Just like, the joy of seeing a little cellist on his way to a lesson, or listening to the 30th round of the pianist playing Shostakovich in the practice room next door. That never gets old to me, and it really makes me feel like I’m in my element.
What are some other things you’re involved with outside of Colburn?
I just got accepted to the Sphinx LEAD fellowship program, so I’m part of the inaugural cohort of the new executive leadership program run by the Sphinx Organization. That means for the next two years I’ll be traveling almost every other month to various organizations and orchestras. Conservatories and orchestras will be hosting us and we’ll get to meet with their leadership team. We also get access to professional coaches to help us with individual projects.
It’s a really exciting opportunity for me to really broaden and deepen my knowledge and network in the field, especially with other administrators who share a passion for social justice and an experience as people of color.

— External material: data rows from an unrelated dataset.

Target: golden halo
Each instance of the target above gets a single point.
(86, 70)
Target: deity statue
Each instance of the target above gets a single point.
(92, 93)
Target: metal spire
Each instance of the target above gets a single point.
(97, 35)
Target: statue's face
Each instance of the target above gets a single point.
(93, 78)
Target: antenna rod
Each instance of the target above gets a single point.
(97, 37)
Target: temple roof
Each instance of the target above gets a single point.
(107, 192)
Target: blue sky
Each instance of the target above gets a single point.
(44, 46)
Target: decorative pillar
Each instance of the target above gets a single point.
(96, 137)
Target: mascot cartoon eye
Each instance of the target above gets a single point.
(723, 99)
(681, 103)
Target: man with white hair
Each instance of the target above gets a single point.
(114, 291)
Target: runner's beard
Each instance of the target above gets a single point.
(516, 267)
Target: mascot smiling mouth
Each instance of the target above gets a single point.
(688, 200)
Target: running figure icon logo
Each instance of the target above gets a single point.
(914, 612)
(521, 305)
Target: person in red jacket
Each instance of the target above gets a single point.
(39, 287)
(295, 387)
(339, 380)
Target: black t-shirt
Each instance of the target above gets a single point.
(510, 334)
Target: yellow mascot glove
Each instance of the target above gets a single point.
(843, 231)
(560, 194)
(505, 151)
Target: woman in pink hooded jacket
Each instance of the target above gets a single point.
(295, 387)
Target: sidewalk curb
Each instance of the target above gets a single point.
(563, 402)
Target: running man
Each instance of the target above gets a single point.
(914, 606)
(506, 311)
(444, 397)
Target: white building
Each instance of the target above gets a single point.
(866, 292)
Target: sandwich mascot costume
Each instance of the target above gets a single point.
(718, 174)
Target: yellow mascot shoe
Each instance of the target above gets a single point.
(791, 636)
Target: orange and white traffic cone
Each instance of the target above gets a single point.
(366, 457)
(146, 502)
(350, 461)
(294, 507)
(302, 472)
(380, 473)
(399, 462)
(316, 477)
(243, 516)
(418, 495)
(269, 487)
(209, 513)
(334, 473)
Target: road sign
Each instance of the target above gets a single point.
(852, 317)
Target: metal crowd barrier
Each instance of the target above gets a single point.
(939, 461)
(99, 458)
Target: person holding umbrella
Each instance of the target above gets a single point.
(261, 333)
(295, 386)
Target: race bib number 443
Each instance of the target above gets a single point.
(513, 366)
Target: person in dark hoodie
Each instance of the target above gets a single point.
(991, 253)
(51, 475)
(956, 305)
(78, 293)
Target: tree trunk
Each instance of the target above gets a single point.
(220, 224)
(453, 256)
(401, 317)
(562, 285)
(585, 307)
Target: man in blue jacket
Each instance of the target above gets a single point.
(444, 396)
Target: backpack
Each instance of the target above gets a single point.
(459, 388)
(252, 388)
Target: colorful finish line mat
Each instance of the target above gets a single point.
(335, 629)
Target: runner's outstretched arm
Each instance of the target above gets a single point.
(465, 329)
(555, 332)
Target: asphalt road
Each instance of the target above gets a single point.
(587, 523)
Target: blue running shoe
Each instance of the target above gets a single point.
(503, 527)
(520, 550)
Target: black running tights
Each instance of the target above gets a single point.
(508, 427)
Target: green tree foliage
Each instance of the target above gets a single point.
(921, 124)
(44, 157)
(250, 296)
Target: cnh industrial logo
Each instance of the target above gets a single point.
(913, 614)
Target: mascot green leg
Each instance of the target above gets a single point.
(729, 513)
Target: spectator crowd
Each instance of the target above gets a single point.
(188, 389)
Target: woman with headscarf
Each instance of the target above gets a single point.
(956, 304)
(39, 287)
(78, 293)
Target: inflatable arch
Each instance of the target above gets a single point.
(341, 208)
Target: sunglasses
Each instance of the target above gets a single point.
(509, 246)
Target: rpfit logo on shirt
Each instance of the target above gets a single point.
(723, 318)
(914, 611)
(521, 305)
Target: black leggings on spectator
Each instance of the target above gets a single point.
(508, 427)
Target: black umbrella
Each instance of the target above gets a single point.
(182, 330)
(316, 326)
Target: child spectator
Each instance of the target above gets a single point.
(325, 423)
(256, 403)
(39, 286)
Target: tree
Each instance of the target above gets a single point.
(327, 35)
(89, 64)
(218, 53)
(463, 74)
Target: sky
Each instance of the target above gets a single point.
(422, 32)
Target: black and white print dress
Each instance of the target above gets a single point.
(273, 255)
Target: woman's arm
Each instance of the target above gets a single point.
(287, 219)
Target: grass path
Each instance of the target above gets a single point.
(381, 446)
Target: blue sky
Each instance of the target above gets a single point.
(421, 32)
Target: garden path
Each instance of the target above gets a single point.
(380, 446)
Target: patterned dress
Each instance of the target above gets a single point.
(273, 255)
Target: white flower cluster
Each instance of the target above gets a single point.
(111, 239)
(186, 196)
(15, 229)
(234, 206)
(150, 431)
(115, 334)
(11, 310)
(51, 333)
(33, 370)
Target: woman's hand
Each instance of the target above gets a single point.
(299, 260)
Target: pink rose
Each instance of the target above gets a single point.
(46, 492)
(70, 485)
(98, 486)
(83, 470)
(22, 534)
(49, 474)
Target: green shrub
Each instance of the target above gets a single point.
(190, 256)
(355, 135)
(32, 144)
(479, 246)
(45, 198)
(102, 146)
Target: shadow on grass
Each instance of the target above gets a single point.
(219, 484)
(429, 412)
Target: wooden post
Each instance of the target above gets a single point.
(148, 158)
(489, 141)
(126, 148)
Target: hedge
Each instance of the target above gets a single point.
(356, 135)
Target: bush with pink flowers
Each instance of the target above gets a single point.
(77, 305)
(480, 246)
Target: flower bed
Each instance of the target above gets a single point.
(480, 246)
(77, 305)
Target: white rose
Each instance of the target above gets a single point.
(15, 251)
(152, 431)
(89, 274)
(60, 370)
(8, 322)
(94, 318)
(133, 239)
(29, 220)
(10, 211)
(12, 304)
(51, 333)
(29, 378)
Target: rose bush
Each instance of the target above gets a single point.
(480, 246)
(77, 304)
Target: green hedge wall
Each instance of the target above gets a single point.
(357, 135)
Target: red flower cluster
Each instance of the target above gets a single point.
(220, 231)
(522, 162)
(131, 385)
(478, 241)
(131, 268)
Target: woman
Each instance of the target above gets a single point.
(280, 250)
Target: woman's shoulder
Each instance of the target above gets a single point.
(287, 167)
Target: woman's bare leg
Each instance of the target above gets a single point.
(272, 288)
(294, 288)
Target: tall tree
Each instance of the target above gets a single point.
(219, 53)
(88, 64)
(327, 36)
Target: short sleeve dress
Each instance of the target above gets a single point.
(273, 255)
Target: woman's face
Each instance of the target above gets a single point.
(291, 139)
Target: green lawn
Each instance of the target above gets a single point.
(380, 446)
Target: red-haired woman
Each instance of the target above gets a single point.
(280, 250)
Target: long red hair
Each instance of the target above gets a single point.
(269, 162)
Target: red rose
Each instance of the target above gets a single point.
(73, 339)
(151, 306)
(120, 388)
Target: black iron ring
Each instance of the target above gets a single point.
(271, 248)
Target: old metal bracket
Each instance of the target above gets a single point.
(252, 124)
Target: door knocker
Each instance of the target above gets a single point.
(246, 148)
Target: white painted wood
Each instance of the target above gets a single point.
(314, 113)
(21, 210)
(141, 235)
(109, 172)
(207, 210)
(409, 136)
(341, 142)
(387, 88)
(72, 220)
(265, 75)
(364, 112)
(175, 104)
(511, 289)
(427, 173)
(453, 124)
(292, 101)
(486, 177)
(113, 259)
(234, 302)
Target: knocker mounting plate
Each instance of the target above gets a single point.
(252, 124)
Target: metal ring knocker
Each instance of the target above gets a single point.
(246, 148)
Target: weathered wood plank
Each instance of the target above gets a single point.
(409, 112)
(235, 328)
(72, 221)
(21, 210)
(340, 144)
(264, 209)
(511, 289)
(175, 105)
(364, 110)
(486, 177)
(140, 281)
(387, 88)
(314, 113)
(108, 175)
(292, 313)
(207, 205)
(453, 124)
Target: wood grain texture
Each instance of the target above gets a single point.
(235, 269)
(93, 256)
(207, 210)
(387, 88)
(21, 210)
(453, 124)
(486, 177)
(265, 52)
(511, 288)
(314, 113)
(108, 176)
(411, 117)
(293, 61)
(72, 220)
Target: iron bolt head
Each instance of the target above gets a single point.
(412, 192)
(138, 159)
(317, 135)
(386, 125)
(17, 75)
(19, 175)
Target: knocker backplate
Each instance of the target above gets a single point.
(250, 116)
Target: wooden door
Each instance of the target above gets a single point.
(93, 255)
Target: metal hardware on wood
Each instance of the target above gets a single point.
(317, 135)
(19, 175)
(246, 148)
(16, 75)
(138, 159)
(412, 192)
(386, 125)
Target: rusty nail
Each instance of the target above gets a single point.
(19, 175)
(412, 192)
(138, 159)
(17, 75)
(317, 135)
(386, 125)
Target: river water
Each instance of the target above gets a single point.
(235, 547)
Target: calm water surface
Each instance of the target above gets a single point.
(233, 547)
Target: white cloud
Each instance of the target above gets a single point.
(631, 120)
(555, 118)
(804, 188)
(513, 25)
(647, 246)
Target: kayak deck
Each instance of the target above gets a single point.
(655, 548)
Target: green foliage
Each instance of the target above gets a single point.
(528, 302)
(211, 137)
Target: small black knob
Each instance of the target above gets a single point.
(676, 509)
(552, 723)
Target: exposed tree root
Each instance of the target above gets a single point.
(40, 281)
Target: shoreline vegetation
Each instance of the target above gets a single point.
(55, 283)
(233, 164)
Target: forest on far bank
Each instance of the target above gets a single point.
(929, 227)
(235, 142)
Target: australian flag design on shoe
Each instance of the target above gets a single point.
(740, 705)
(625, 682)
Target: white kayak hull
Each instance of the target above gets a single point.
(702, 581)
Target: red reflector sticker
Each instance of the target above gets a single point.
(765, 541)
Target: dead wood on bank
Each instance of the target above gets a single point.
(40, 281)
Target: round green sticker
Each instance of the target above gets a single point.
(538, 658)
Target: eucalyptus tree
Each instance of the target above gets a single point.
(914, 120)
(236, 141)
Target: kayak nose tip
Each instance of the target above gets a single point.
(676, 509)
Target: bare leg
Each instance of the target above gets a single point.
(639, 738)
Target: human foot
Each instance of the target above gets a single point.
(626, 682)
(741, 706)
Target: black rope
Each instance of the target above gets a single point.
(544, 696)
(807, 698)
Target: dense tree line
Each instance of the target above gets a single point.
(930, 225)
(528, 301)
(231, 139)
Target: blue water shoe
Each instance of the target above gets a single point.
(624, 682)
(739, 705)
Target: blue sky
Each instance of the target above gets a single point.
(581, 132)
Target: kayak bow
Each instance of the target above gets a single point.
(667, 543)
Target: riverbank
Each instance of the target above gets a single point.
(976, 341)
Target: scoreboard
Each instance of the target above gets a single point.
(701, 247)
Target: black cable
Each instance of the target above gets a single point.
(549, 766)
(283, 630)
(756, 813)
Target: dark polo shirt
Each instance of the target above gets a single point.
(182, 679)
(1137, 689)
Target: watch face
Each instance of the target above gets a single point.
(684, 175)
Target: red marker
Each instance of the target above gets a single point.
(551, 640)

I’m also consulting with From the Top for all of their leadership and community engagement initiatives on the West Coast. I’m on the education planning committee for the first-ever American Latino gallery at the Smithsonian that will be opening in 2021 at the National Museum of American History. I’m still working with Street Symphony through Las Colibrí, the mariachi that I play in.
How do you do so much and stay on top of it?
I don’t know. Coffee.
What do you hope to learn from the Sphinx fellowship and bring back to the students here?
I hope to learn more about myself as a leader so I can really hone my skills and dedicate that to increasing the work that I do at Colburn and sharing that with students.
I also know that the network I’ll be able to tap into and create through this program is really important to the students that I serve. My access to that network means that they have access to that network through me.
How did you come up with the idea for Fortissima?
It was actually my thesis project in graduate school. I had to do a lot of soul-searching about what I want to accomplish in the world and the best way to go about that. What I ended up discovering is that I’m really passionate about helping girls like me find their artistic voice and their confidence around that artistic voice.
It was really borne of my own experiences as a young woman of color studying classical music. I felt a sense of isolation from other people who shared my cultural background and experiences. It was important for me to be able to create a network for these girls to know each other, share experiences, and empower one another.
It’s literally a dream come true seeing that come alive with the cohort of girls who are in Fortissima, and seeing how connected they are and how much they love each other and treasure that connection they have with each other. [Learn more about Fortissima.]
Nate came to my thesis defense, and said, we need to be doing this at Colburn. I didn’t think that it would ever necessarily be a real thing. But that’s kind of the name of the game at the Center for Innovation and Community Impact. We love good ideas and we act on them.
What can we look forward to from the Center for Innovation and Community Impact?
We’re still dreaming up a lot of the exciting things. We’re accumulating a lot of awesome gear and resources and gadgets for the school to play with. They’re getting a lot of use already, so we’re seeing the need for more and more. We’re definitely looking forward to a bigger space to house our growing resources and tools for students to use to explore their full potential as artists and creators.
What are some of your non-musical interests?
I’m a yogi. I really love yoga, and I practice it with my husband usually. My favorite things outside of Colburn are my husband and yoga and wine. Oh, and I’m frequently asked for restaurant recommendations because I love trying new restaurants. It’s a very expensive hobby.